Tuesday, February 14, 2012

Specimen Days: "BROADWAY SIGHTS"

This entry really puts Whitman in a historical context as he references all the famous people he has encountered on Broadway. I especially love the thought of Whitman having a nice chat with Poe. I found an interesting tidbit from a Poe blog about Whitman publishing (and possibly writing) a parody of "The Raven" in his newspaper, "A Jig in Prose":

"Once upon a evening dreary, while I pondered lone and
weary--o'er many an olden paper, reading forgotten stories o'er;
suddenly I heard a curious, lonely, ghostly, strange, mysterious
grating, underneath the floor! "'Tis some little mouse, I
muttered, underneath the office floor--and nothing more. And
again I trimmed the taper--and once more resumed my
paper--aged, forsaken, unique paper--poring its ancient
contents o'er; when again I heard repeated, this same
mysterious grating, but much louder than before--and it seemed
like someone sawing wood beneath the office floor; 'tis no
mouse thought I, but more. As I listened, each particular hair
stood upright perpendicular--cold, outstanding drops orbicular
soon my forehead o'er--while a strange mysterious terror, filled
my soul with fear and horror, such as I never felt before; much I
wondered what this curious grating meant beneath the floor!
Thus I sat and eyed the floor. And thus watching, gazing
pondering, trembling, doubting, tearing, wondering, suddenly
the wall was sundered, as for Banquo's ghost of yore--and while
gazing much astounded, there--from there bounded a huge rat
upon the floor! Not the least obeisance made he, but a moment
stopped and stayed he, and nothing more.
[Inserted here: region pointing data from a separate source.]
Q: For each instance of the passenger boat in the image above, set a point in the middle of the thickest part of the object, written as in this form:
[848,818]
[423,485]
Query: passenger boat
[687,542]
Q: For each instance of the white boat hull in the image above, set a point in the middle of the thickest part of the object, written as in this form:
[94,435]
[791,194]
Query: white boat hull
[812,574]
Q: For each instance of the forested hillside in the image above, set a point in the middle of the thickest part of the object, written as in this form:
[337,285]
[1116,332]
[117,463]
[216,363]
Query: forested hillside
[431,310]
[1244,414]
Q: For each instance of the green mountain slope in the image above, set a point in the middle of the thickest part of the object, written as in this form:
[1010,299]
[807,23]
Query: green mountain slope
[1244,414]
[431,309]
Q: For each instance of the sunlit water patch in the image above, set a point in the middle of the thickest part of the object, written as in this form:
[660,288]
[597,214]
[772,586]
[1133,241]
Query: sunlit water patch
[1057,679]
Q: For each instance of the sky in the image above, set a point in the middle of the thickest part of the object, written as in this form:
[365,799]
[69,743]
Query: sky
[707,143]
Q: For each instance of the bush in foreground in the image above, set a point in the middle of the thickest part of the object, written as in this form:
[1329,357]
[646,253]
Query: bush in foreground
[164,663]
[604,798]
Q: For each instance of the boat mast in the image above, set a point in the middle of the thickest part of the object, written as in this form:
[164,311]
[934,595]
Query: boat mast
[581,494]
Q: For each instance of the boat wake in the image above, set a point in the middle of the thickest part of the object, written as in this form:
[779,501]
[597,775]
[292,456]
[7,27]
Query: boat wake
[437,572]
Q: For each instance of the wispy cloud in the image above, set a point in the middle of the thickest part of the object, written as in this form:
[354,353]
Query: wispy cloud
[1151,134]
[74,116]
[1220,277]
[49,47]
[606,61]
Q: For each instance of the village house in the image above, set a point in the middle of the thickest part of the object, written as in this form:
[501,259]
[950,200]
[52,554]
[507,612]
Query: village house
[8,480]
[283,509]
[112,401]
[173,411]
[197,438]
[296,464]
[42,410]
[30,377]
And, while gazing at
each other, suddenly out came another--somewhat greyer than
the other, with the weight of years he bore; then with
imprecations dire, I raised my boot and higher, a step advancing
nigher, whirled it safe across the floor; but the little imps had
scattered, and the door was bruised and battered, that it hit and
nothing more!"

In spite of all the celebrity sightings, Whitman still concerns himself with "the hurrying and vast amplitude of those never-ending human currents" which inspire so much of "Song of Myself."